Monday, June 25, 2007

The “X” In Office 2007

What’s with the “x”?

The file formats for Office 2007 will use XML and ZIP. The Office 2007 suite files will have default file extensions with “x” after their “old” file extensions—so, for example, .doc and .xls become .docx and .xlsx.

Why is XML used in Office?

Using XML, documents consisting of structured information as content will have some indication of what role that content will perform. XML-based file formats will aid in smooth data interoperation, data management and security, recovery of data, and, of course, reduced file sizes.



How are these different?

Office XML documents will be backwards-compatible with previous versions of the suite. Office XML file formats are ZIPcompressed as a ZIP container, which results in reduced file sizes and improved data recovery with corrupted files. Since the Office XML file formats are platformindependent, any non-Microsoft application such as XML-Broker can be used to process them.

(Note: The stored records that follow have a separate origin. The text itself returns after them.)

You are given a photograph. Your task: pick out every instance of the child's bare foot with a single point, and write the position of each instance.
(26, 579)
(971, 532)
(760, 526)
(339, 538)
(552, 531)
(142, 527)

Where does “m” fit into this?

Office 2007 documents saved in Office XML format will not contain any type of code or automation files, which can therefore never be unexpectedly executed. Documents containing VBA Projects, embedded OLE objects, and other binary files can be saved as macro-enabled files, as in .docm and .xlsm. The container package can be inspected for malicious code without even running an Office application.



Who will benefit?

Users, developers, IT professionals and organisations. The openness of Office XML formats aids in third-party application development, and in the creation of task-oriented documents—like reports, spreadsheets or forms with specifications, instructions, procedures or style guides.